Os esforços para manter a beleza selvagem da região são uma parte fundamental do Plano de Uso do Solo de Big Sur (LUP, sigla em inglês), que foi desenvolvido em 1986 e que serve como o documento mais próximo de uma regulação governamental para a área não incorporada. Além de estabelecer limites rígidos para as novas construções, o plano visa proteger o que define como o “panorama” da região. Em resumo: se é visível da estrada, não pode ser edificada. O LUP está sendo atualizado pela primeira vez desde 1986, considerando novos desenvolvimentos turísticos, como os gamplings, e as pressões sobre a comunidade, incluindo a escassez de moradia, os problemas com os incêndios florestais e a falta de capacidade na Highway 1. A versão revisada do LUP será submetida à comissão de planejamento do condado de Monterey neste outono ou no inverno setentrionais. “É muito importante preservar e proteger essa paisagem, ou não vai haver sustentabilidade econômica”, disse Daniels.

Os desafios são particularmente críticos por causa do mosaico único de entidades que compõem Big Sur – o território é de responsabilidade do Serviço Florestal dos Estados Unidos, dos Parques Estaduais da Califórnia e de proprietários privados.

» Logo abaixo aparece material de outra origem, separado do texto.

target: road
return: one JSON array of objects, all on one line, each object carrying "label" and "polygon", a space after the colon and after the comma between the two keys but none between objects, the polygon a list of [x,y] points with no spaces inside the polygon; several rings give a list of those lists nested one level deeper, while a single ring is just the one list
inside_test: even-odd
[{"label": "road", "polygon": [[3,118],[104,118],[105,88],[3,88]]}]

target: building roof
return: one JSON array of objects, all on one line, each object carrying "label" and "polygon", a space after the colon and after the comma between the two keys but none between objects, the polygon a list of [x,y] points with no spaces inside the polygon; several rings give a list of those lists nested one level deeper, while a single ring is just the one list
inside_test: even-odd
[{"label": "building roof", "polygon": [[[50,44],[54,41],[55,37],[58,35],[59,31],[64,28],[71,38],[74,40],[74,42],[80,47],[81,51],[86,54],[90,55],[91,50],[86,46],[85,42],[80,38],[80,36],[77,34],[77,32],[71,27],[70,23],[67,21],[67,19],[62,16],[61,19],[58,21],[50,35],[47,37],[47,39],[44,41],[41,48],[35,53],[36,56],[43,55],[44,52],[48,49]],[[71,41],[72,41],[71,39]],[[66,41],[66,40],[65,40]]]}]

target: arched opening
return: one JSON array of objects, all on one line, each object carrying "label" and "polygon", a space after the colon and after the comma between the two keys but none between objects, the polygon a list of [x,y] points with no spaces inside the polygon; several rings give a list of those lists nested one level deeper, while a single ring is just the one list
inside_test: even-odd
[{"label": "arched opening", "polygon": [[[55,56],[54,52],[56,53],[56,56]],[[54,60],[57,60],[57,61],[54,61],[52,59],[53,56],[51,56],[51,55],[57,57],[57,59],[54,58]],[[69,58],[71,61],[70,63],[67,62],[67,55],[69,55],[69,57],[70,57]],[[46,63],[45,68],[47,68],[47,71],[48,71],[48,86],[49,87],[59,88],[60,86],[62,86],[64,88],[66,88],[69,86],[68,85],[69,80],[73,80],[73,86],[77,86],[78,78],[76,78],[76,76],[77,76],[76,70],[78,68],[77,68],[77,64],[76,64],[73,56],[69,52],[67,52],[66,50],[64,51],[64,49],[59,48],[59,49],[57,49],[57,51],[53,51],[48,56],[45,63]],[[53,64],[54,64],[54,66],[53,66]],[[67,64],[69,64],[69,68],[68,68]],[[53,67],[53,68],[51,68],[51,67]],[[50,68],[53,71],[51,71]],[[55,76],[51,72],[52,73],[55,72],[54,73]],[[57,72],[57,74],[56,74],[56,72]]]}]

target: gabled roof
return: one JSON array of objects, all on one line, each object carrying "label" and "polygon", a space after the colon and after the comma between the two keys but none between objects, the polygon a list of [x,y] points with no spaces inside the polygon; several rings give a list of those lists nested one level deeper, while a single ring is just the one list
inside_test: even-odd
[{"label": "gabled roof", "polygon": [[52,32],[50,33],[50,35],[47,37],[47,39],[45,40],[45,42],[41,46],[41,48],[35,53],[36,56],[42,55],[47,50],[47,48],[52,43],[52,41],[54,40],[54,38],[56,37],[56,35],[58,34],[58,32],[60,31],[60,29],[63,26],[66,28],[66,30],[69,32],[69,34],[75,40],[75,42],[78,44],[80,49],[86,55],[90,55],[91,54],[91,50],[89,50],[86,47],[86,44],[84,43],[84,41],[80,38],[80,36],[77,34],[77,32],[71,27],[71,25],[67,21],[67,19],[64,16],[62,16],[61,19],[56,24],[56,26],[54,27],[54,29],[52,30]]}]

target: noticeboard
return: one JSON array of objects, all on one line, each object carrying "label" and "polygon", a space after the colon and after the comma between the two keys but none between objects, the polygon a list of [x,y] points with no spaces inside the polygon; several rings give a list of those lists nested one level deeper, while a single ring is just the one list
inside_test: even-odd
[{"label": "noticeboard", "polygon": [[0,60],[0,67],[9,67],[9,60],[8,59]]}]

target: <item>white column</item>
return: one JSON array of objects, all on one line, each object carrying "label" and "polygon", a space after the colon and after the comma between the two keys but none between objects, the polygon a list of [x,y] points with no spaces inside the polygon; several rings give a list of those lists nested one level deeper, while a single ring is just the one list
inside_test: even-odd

A própria Highway 1 é gerida pela Caltrans.

No Parque Estadual Julia Pfeiffer Burns, multidões sobrecarregam a estrada e a paisagem Drew Kelly/The New York Times

Algumas dessas entidades iniciaram suas tentativas de lidar com os problemas – ou ao menos publicaram sugestões – relativos ao turismo. O Plano de Gestão de Turismo Sustentável de Big Sur, liderado pela Associação Comunitária de Big Sur, organização sem fins lucrativos, em colaboração com a Beyond Green Travel, empresa de consultoria de viagens sustentáveis, e um comitê diretivo de membros da comunidade, foi concluído em 2020. A Estratégia de Gestão de Visitantes na Zona Costeira, liderada pelo Serviço Florestal dos Estados Unidos, foi concluída este ano.

Outras medidas foram tomadas por autoridades locais em resposta a reclamações da comunidade. Em setembro, entrou em vigor uma portaria aprovada pelo Conselho de Supervisores do condado de Monterey que proíbe o estacionamento na rodovia Old Coast, que se conecta à Ponte Bixby Creek.

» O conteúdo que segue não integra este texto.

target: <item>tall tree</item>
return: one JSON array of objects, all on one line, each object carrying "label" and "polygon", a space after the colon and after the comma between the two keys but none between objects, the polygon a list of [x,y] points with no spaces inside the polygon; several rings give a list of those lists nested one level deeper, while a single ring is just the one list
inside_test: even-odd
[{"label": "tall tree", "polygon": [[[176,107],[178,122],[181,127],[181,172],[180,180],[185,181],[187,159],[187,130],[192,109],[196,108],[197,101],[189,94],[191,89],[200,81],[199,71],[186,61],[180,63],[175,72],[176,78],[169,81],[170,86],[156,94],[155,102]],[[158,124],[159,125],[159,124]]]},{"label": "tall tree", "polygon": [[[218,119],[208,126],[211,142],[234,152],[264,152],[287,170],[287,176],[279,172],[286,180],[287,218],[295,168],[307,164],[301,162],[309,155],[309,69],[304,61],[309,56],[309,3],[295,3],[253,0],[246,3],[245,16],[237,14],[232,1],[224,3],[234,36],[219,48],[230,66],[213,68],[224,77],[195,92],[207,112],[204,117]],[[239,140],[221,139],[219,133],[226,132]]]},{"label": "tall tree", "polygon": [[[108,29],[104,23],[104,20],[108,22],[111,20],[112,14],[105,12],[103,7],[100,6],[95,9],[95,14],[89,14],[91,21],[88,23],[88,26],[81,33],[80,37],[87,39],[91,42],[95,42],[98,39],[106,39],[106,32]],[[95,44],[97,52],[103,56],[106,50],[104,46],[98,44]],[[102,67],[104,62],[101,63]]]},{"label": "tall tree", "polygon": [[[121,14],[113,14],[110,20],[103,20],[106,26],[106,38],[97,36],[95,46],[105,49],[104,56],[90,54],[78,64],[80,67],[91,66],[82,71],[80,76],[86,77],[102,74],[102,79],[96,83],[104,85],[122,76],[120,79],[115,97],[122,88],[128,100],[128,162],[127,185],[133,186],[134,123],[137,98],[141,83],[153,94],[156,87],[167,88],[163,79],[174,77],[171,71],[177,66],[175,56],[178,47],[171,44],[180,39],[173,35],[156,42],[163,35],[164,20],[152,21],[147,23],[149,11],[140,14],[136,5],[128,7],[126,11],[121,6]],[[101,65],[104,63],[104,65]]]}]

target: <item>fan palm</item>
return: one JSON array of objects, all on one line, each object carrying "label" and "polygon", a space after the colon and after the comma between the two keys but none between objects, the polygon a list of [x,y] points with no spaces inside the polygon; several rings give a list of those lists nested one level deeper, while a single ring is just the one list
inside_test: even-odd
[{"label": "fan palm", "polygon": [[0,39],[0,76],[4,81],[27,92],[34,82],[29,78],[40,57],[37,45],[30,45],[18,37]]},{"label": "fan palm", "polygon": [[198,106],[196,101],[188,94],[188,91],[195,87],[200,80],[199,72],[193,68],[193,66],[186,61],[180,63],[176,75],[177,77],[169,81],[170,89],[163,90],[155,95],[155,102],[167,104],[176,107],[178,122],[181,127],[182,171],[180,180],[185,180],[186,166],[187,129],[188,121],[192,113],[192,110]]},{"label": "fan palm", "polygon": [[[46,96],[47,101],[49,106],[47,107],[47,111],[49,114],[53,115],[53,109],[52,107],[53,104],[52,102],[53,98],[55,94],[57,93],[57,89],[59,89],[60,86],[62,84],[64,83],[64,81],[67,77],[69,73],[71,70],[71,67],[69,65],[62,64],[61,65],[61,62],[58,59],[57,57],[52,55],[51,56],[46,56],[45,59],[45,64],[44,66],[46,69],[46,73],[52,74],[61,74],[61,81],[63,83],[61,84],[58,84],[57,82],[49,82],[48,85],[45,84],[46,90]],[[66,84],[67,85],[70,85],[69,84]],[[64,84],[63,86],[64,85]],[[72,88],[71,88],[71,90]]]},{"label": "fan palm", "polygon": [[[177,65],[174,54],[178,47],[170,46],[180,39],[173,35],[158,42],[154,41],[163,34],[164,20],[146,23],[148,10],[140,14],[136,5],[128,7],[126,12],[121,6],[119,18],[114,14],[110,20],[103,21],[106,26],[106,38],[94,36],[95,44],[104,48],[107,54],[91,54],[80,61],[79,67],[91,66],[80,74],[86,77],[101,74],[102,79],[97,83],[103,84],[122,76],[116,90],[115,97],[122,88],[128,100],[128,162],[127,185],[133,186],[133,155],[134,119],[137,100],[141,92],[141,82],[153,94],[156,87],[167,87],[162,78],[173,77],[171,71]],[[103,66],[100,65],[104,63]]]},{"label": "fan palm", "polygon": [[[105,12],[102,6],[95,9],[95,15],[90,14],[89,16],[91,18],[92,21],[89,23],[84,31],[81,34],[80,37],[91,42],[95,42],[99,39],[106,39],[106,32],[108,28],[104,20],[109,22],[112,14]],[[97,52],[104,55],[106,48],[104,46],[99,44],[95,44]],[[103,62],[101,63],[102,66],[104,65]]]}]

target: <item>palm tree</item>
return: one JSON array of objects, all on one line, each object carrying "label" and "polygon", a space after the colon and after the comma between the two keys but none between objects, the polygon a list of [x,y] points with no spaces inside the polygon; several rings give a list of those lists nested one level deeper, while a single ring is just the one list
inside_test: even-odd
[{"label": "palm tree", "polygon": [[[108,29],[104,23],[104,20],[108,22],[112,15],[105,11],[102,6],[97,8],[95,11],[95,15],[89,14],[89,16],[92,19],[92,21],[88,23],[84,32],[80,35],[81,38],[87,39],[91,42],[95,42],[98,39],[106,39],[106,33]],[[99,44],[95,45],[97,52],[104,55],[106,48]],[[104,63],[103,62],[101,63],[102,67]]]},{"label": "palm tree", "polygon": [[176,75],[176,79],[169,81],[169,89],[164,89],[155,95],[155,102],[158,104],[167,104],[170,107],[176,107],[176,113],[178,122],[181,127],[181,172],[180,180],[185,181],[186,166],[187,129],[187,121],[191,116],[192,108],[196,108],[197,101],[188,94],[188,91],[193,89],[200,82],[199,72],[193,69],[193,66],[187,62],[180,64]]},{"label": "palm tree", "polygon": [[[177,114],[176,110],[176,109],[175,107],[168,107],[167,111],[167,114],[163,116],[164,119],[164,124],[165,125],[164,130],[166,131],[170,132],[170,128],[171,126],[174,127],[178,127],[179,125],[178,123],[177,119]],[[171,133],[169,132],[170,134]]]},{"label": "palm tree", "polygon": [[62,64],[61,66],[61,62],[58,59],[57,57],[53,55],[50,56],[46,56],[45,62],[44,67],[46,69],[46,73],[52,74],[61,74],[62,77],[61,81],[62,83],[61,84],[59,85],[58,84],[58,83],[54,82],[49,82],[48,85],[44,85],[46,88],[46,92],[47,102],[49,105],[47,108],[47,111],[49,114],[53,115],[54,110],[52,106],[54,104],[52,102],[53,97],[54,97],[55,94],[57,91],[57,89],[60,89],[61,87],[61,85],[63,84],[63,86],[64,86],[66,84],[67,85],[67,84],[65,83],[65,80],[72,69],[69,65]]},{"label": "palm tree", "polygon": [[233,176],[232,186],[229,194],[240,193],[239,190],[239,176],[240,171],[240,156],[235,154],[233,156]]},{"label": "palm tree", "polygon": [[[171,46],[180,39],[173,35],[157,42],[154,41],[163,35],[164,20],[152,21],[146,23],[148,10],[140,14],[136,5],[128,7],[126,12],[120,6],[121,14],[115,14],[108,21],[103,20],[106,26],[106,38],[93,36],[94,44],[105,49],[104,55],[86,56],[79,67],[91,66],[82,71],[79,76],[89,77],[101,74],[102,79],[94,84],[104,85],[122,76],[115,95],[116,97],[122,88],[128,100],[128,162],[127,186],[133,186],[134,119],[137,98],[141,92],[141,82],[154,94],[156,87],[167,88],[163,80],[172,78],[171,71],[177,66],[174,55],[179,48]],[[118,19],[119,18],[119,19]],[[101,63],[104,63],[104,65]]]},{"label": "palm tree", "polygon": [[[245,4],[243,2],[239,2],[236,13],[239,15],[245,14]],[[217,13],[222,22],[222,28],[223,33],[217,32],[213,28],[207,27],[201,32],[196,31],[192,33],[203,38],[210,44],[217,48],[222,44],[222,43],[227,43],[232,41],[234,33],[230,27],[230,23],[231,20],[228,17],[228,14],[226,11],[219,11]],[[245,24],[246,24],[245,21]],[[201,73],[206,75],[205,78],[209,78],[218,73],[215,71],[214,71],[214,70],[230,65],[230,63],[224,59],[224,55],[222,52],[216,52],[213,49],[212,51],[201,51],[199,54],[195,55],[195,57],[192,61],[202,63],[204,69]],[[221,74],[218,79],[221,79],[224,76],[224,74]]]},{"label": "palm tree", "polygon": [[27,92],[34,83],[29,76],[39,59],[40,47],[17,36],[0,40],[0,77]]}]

Mas a Highway 1 apresenta um desafio único de gestão: não há uma maneira prática de controlar o fluxo de carros na região. “Parece haver um ciclo em que, de tempos em tempos, as pessoas sugerem transformar a Highway 1 em uma estrada com pedágio. Isso não vai se concretizar. Não é compatível com a legislação estadual”, comentou Daniels. O que poderia ser feito, segundo ela, é reativar o transporte público da região, que foi eliminado em 2020, ou estabelecer um serviço de transporte. Mas, em última análise, não há como limitar rigorosamente o número de visitantes que vão à costa.

“É como diz Henry Miller: ‘Todo mundo quer ser o último invasor.’ Todos nós queremos levantar a ponte assim que estivermos do outro lado dela”, afirmou Magnus Toren, diretor da Henry Miller Memorial Library, livraria e espaço para eventos escondida entre as sequoias, em referência a uma passagem do livro de Miller, “Big Sur e as Laranjas de Hieronymus Bosch”.

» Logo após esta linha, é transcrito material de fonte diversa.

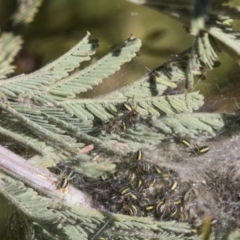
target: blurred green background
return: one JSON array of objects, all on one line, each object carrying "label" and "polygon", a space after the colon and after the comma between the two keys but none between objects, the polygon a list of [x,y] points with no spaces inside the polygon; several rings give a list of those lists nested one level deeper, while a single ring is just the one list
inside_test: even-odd
[{"label": "blurred green background", "polygon": [[[1,31],[11,31],[9,22],[16,4],[16,0],[0,0]],[[87,31],[100,42],[93,61],[113,50],[131,34],[142,40],[138,56],[95,88],[91,92],[93,96],[138,79],[172,55],[189,48],[194,41],[182,24],[125,0],[45,0],[34,21],[22,31],[24,45],[15,61],[16,73],[29,73],[53,61],[79,42]],[[195,90],[199,89],[205,95],[204,109],[227,112],[240,105],[240,71],[225,53],[219,56],[221,66],[206,73],[206,80],[197,81]],[[11,210],[0,196],[1,239],[9,236],[11,231],[6,228]],[[19,236],[16,239],[25,238]]]}]

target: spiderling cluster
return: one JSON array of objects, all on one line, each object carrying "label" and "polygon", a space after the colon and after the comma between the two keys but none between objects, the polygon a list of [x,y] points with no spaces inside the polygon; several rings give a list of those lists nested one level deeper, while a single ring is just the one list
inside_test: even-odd
[{"label": "spiderling cluster", "polygon": [[181,182],[176,172],[148,162],[141,151],[119,163],[115,172],[98,179],[70,168],[65,172],[71,173],[70,182],[75,187],[89,193],[110,212],[188,222],[193,233],[202,230],[205,216],[194,213],[202,183]]}]

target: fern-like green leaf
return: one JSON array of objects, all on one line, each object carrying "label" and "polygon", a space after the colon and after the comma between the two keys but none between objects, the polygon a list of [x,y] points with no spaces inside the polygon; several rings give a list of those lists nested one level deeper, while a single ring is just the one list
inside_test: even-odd
[{"label": "fern-like green leaf", "polygon": [[14,66],[11,65],[14,57],[20,50],[22,38],[12,33],[2,33],[0,36],[0,79],[6,78],[13,73]]},{"label": "fern-like green leaf", "polygon": [[[218,21],[217,21],[218,19]],[[214,19],[211,19],[214,21]],[[210,21],[208,32],[219,42],[221,42],[224,50],[235,60],[240,63],[240,33],[233,31],[228,17],[215,17],[215,24]]]},{"label": "fern-like green leaf", "polygon": [[104,78],[119,70],[122,64],[135,57],[140,46],[141,41],[131,36],[121,46],[96,63],[50,86],[49,92],[69,98],[92,89]]},{"label": "fern-like green leaf", "polygon": [[12,16],[13,23],[17,25],[32,22],[38,8],[42,4],[42,0],[18,0],[18,2],[17,12]]},{"label": "fern-like green leaf", "polygon": [[33,97],[40,95],[40,91],[46,92],[46,86],[68,76],[68,73],[77,68],[81,62],[90,60],[90,56],[98,47],[98,42],[89,40],[89,36],[87,33],[71,50],[40,70],[0,82],[0,91],[10,97],[19,94]]}]

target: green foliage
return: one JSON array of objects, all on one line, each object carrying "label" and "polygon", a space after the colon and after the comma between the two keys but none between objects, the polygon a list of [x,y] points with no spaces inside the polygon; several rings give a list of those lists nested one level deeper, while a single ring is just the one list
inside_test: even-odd
[{"label": "green foliage", "polygon": [[[147,0],[131,2],[149,4]],[[14,24],[29,23],[40,4],[41,1],[22,1],[13,16]],[[0,134],[32,148],[36,155],[30,161],[45,167],[69,158],[93,161],[89,155],[78,156],[78,151],[89,143],[94,144],[98,152],[103,150],[105,154],[124,156],[139,148],[157,146],[176,135],[216,136],[224,126],[223,116],[193,113],[204,104],[203,96],[197,91],[187,92],[187,89],[193,86],[194,78],[202,74],[204,67],[213,69],[219,50],[215,40],[223,43],[238,59],[239,34],[230,27],[230,17],[210,12],[210,17],[205,19],[210,11],[207,5],[200,12],[195,11],[192,17],[183,14],[185,5],[180,7],[176,3],[174,8],[166,8],[167,5],[162,2],[157,8],[169,15],[177,11],[177,19],[188,20],[191,25],[190,32],[196,35],[192,48],[134,83],[94,98],[81,98],[81,93],[93,89],[135,57],[141,46],[139,39],[130,36],[105,57],[79,70],[80,63],[91,60],[98,47],[98,41],[89,39],[87,33],[76,46],[47,66],[31,74],[5,79],[13,72],[11,63],[22,40],[11,33],[2,33]],[[196,6],[197,1],[195,10]],[[190,11],[188,7],[185,10]],[[122,107],[126,101],[139,113],[139,119],[134,124],[130,122],[126,129],[107,133],[106,125],[112,119],[125,116]],[[89,166],[92,168],[91,164]],[[89,236],[103,233],[113,239],[170,240],[183,239],[191,232],[187,223],[64,207],[38,195],[16,179],[3,178],[5,183],[0,191],[32,219],[35,231],[44,229],[43,239],[44,235],[52,239],[89,239]],[[102,229],[105,225],[106,229]],[[229,240],[237,239],[236,234],[232,233]]]}]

As propostas de mudança recaem sobre o problema da fiscalização. Para a Highway 1, geralmente há apenas um oficial da Patrulha Rodoviária da Califórnia responsável, ao mesmo tempo, pelos 113 km de costa. A Caltrans está constantemente trabalhando para manter a rodovia e também lidar com os deslizamentos de terra. E, não importa o que venha a ocorrer no futuro – e é quase certo que a terra continuará se movimentando –, a prioridade será manter a estrada aberta.

“Meu desejo é que todos os envolvidos aqui se sintam orgulhosos de fazer parte deste lugar extraordinário. E que esse sentimento se manifeste na ideia de que esta região merece força, proteção e restauração”, disse Toren.